- Born: 25 February 1960 Amman, Jordan
- Died: 25 July 2017 (aged 57) Amman, Jordan
- Education: University of Jordan, University of North Texas
- Occupation: Educator

= Rula Quawas =

Jordanian academic

Dr. Rula Butros Audeh Quawas (25 February 1960 – 25 July 2017) was a Jordanian academic known for her advocacy for women's advancement in Jordan and as the first academic to introduce courses on feminism at the University of Jordan.

==Biography==
Quawas was born on 25 February 1960 in Amman, Jordan. She attended Al Ahliyya School for Girls in her youth, where her mother was a teacher. She earned her B.A. in 1981 and her M.A. in 1991 from the University of Jordan while simultaneously teaching at high schools in Amman. She went on to earn her Ph.D. from the University of North Texas.

Following her doctorate, she returned to the University of Jordan, where she would go on to teach for over twenty years. She was the first professor to teach feminist theory courses in the English Department. She founded the university's Women's Studies Center in 2006 and served as Director from 2006 to 2008. She also founded the Knowledge Production Unit at the Jordanian National Commission for Women. She was Dean of the Faculty of Foreign Languages at the University of Jordan from 2011 to 2012. During the 2013–4 academic year, she was a Fulbright Scholar in Residence at Champlain College in Vermont.

Quawas has been described as a "prominent champion of women's advancement in Jordan" whose "lifelong goal was to empower young women and challenge patriarchal structures" (13). Describing her own sense of purpose, Quawas wrote in 2017: "Arab women believe education to be their weapon....As a professor of literature and feminist theory, I have always glimpsed the possibility of a world that could be much more for Arab women. When I teach, I always ask myself, What is it that I can do within the domain of my classrooms to make this world a living reality? What kind of future do I want to create with my students?"In 2009, Princess Basma conferred Quawas the Meritorious Honor Award for Leadership and Dedication to the Empowerment of Jordanian Women. She was a nominee for the U.S. State Department's International Women of Courage Award in 2013.

Quawas died on July 25, 2017, in Amman, Jordan, at the age of 57, due to complications of a biopsy.

=== Controversy at the University of Jordan (2012) ===
Quawas started her position as Dean of the Faculty of Foreign Languages at the University of Jordan in 2011, for what was meant to be a two-year deanship. However, halfway through her contract, she was dismissed by the university's president after defending students' rights to produce a video in her Feminist Theory class responding to campus sexual harassment. She learned of her dismissal not from the university administration but through local media. She was allowed to continue to teach after her removal as dean.

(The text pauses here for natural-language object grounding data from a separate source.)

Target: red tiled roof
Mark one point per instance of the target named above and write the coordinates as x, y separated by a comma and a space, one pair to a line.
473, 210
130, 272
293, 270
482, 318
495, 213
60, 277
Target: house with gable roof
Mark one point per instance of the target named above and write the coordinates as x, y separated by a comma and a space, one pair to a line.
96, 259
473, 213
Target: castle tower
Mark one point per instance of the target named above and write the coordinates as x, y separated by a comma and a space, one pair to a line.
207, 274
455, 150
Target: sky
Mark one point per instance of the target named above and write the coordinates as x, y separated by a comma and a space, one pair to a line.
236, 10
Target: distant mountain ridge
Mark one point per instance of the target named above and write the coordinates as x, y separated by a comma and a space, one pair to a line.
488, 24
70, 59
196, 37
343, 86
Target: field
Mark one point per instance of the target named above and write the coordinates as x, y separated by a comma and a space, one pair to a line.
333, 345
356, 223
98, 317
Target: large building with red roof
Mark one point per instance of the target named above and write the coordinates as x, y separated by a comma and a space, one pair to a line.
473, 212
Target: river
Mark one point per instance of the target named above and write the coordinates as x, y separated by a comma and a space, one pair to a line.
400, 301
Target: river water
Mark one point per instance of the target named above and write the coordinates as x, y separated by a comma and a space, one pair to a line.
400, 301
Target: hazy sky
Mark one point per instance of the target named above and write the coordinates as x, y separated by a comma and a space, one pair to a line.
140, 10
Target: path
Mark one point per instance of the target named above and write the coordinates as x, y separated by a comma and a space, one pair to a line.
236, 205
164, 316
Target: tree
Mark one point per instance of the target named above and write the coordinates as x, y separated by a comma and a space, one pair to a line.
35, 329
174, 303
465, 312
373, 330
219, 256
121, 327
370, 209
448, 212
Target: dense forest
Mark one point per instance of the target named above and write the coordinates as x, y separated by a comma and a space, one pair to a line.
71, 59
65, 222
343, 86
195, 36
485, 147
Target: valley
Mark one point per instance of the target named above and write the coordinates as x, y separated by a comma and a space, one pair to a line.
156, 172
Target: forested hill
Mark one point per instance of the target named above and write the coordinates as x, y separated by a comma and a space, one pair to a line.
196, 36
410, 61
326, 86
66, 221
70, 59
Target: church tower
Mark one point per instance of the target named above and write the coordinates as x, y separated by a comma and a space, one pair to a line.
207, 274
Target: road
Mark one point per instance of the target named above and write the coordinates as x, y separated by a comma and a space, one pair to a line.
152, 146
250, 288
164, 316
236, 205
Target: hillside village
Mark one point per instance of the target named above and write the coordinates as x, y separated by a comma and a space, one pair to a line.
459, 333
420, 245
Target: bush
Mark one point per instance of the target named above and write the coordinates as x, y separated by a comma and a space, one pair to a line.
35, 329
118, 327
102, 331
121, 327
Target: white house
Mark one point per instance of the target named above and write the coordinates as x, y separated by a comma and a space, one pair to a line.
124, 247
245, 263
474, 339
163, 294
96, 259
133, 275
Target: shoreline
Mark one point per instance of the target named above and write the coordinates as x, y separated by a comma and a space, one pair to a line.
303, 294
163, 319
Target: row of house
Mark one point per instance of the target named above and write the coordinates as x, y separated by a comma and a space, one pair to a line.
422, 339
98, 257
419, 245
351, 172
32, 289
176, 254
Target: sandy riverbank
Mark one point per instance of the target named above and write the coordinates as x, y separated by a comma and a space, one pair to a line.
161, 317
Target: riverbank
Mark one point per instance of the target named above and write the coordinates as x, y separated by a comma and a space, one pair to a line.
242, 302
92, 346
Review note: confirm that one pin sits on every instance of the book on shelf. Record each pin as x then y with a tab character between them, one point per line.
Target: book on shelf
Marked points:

By some accounts, Quawas "became a household name in the country" following this controversy. Her early dismissal resulted in considerable domestic and international outcry, including by the Middle East Studies Association of North America and many individual scholars around the world. Writing in 2017, Quawas stood by the video as "revolutionary and heterodox in more than one way" and maintained that she had been surprised at the extent to which she and her students were "demonized and deprecated" following the video's public release.

=== Select publications ===

- Bad Girls of the Arab World. Yaqub, Nadia and Rula Quawas (editors). Austin: University of Texas Press. 2017.
- The Voice of Being Enough: Young Jordanian Women Break Through Without Breaking Down. Quawas, Rula (editor). 2016.
- "'A sea captain in her own right': Navigating the feminist thought of Huda Shaarawi." Quawas, Rula. 2006. Journal of International Women's Studies 8(1): 219–235.
- "Pinched lives and stolen dreams in Arab feminist short stories." Quawas, Rula. Journal of International Women's Studies 15(1): 54–66.